A transistor is non-linear when it is near cutoff. Here is the simulation with an input of 20mV peak and an output that has the top of the sinewave squashed at over 2V peak. The output is far from clipping.

That is why audio opamps have replaced simple discrete circuits like this.

Thanks AG. I will see if I can round up a circuit that uses a 741 op amp or such and a sim model for it.

 

You can trust the LTspice power gain calculation. Calculate the average power from the signal source (use ALT key) and the average output power on the load resistor. Then divide the second value by the first one. To avoid non-linearity, use a small input signal such as 1 mV. If the signal is larger, the power gain will drop. You can use the ".Meas" tool. You can use parametric analysis (input amplitude parameter) and build the power gain dependence on the input signal. Load your schematic (file asc) and I will help you. Perhaps your goal is to make an analytic calculation. But then you will have something to compare it with. So you'll know if you've made a mistake in your calculations.

 

The design of a lousy old 741 opamp is 52 years old and it has horrible spec's when compared with newer opamps. It works poorly for audio because it makes a lot of noise (rumble and hiss). Its datasheet shows only a +/-15V supply but some might work poorly with +/-5V. It has trouble producing high levels of audio frequencies above only 9kHz.

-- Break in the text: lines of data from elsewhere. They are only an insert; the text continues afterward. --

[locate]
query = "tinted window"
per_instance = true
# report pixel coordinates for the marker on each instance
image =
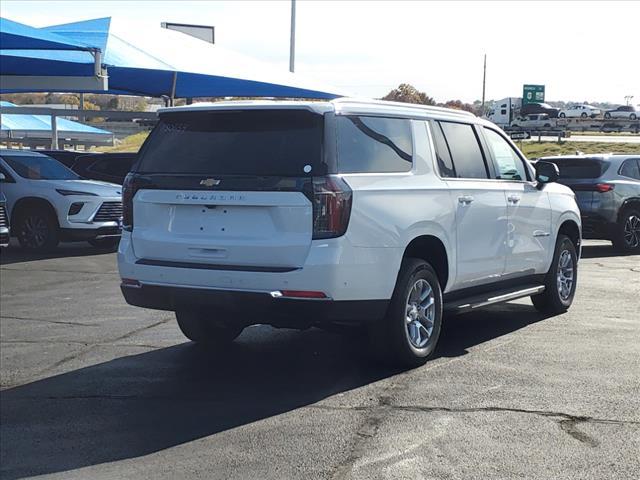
(465, 150)
(39, 167)
(508, 163)
(118, 167)
(244, 142)
(443, 156)
(579, 167)
(630, 169)
(373, 144)
(7, 177)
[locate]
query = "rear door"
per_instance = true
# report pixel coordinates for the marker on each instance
(227, 189)
(481, 211)
(529, 239)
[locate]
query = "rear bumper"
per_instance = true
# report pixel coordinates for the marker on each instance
(334, 267)
(256, 307)
(596, 227)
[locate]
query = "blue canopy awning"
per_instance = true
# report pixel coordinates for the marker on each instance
(17, 36)
(157, 61)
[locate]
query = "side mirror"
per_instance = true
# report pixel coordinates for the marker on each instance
(546, 172)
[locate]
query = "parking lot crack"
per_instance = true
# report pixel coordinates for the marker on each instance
(61, 322)
(50, 270)
(568, 423)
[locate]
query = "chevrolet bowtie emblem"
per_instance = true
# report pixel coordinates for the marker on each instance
(209, 182)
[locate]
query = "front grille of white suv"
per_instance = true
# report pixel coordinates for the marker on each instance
(109, 212)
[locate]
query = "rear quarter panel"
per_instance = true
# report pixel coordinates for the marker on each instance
(391, 209)
(563, 208)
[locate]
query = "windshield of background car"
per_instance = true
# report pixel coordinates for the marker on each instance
(39, 167)
(240, 142)
(579, 168)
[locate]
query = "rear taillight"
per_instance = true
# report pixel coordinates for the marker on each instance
(331, 207)
(604, 187)
(129, 188)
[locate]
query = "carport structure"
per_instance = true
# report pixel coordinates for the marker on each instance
(35, 131)
(151, 62)
(154, 62)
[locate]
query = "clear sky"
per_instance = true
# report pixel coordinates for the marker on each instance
(579, 50)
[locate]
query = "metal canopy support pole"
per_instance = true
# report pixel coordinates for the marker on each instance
(484, 80)
(173, 88)
(54, 132)
(292, 44)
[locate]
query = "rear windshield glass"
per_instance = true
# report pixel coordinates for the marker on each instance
(242, 142)
(39, 167)
(579, 167)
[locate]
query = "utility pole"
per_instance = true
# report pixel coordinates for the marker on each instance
(292, 42)
(484, 80)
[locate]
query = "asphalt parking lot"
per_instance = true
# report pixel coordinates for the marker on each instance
(93, 388)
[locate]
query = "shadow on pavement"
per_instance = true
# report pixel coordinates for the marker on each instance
(15, 254)
(145, 403)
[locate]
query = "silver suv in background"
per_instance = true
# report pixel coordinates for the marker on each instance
(607, 189)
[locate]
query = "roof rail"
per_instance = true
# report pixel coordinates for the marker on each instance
(424, 108)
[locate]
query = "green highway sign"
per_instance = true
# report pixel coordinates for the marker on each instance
(532, 94)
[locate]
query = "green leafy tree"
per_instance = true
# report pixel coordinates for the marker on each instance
(408, 94)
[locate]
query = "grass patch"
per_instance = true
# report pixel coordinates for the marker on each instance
(132, 143)
(542, 149)
(604, 134)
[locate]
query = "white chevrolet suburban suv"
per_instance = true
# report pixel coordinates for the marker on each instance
(343, 213)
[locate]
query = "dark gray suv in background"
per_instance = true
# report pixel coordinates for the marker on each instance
(607, 189)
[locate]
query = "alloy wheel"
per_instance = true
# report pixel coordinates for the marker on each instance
(565, 275)
(420, 313)
(632, 231)
(34, 231)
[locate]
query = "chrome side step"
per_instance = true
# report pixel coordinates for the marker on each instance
(471, 303)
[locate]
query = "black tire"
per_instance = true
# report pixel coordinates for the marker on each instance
(627, 231)
(200, 327)
(391, 337)
(37, 230)
(109, 243)
(551, 301)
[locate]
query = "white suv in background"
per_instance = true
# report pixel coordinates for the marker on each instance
(48, 203)
(341, 213)
(580, 111)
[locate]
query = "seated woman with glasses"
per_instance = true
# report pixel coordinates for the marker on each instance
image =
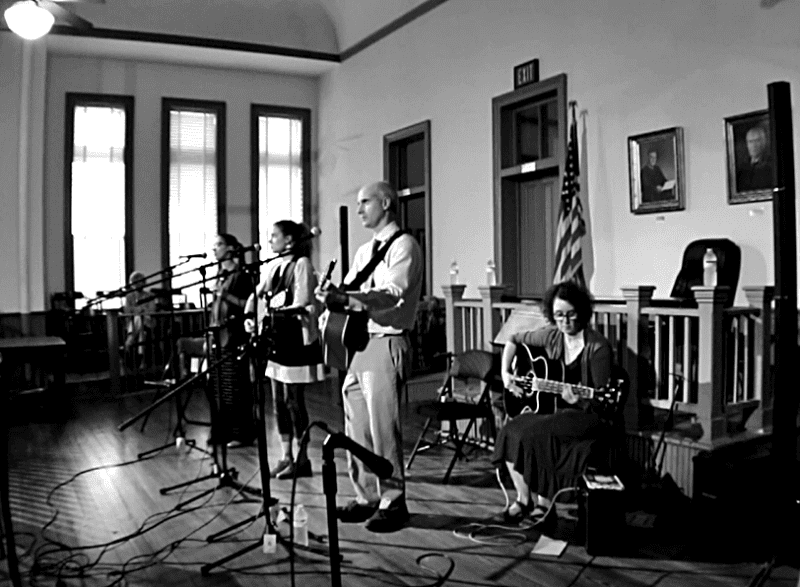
(545, 452)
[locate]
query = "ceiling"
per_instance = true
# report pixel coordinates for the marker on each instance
(321, 28)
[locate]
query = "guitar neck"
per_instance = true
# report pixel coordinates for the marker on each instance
(548, 386)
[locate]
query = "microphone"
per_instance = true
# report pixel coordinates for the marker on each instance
(380, 466)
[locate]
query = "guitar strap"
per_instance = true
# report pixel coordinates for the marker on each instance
(365, 273)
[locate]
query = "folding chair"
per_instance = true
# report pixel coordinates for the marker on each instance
(474, 367)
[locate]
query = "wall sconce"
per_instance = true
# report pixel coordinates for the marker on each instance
(28, 19)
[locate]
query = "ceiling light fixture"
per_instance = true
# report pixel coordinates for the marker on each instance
(28, 19)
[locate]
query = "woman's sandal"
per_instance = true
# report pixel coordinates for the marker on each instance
(515, 517)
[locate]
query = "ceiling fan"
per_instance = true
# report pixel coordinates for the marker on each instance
(32, 19)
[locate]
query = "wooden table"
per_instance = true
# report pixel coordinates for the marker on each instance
(50, 350)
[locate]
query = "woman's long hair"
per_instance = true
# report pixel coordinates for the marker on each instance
(236, 247)
(574, 293)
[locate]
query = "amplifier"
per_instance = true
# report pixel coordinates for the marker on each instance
(601, 514)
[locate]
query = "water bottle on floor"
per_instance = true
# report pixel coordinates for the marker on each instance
(300, 522)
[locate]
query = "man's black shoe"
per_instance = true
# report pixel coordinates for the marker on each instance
(354, 512)
(390, 519)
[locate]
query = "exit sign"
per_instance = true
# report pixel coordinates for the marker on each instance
(527, 73)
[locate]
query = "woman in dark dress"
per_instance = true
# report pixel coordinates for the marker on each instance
(546, 452)
(234, 424)
(295, 357)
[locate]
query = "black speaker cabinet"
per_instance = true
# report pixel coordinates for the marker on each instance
(601, 514)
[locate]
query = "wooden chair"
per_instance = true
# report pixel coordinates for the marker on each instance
(474, 403)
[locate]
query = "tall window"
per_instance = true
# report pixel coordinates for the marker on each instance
(281, 174)
(407, 166)
(193, 187)
(98, 185)
(530, 141)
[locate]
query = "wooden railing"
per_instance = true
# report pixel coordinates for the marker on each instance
(712, 362)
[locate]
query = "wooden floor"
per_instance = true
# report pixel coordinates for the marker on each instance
(86, 510)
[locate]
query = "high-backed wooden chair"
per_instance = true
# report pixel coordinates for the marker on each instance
(475, 369)
(729, 262)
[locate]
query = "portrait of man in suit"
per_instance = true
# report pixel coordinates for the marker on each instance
(754, 170)
(655, 171)
(749, 158)
(654, 183)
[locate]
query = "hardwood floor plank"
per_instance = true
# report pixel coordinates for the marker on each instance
(115, 501)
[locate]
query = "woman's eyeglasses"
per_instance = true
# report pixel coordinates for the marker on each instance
(571, 316)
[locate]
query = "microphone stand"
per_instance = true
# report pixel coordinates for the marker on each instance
(329, 487)
(126, 289)
(179, 432)
(260, 345)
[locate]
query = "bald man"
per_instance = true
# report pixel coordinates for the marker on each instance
(371, 389)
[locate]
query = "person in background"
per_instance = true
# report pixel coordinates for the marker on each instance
(235, 423)
(295, 355)
(546, 452)
(139, 306)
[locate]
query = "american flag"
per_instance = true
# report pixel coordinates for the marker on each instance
(571, 228)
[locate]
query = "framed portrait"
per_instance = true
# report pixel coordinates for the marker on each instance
(655, 170)
(748, 157)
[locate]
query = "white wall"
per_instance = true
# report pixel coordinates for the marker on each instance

Opamps designed for audio have low noise and most work with a supply as low as +/-3V or a single polarity supply.
NE5532 and LM833 are duals, TL07x are single, dual or quad and OPA134 single, OPA2134 dual or OPA4134 are excellent quad audio opamps.

 

You can trust the LTspice power gain calculation. Calculate the average power from the signal source (use ALT key) and the average output power on the load resistor. Then divide the second value by the first one. To avoid non-linearity, use a small input signal such as 1 mV. If the signal is larger, the power gain will drop. You can use the ".Meas" tool. You can use parametric analysis (input amplitude parameter) and build the power gain dependence on the input signal. Load your schematic (file asc) and I will help you. Perhaps your goal is to make an analytic calculation. But then you will have something to compare it with. So you'll know if you've made a mistake in your calculations.

Thanks. I will try this.

 

The design of a lousy old 741 opamp is 52 years old and it has horrible spec's when compared with newer opamps. It works poorly for audio because it makes a lot of noise (rumble and hiss). Its datasheet shows only a +/-15V supply but some might work poorly with +/-5V. It has trouble producing high levels of audio frequencies above only 9kHz.

Opamps designed for audio have low noise and most work with a supply as low as +/-3V or a single polarity supply.
NE5532 and LM833 are duals, TL07x are single, dual or quad and OPA134 single, OPA2134 dual or OPA4134 are excellent quad audio opamps.

Thanks for the info.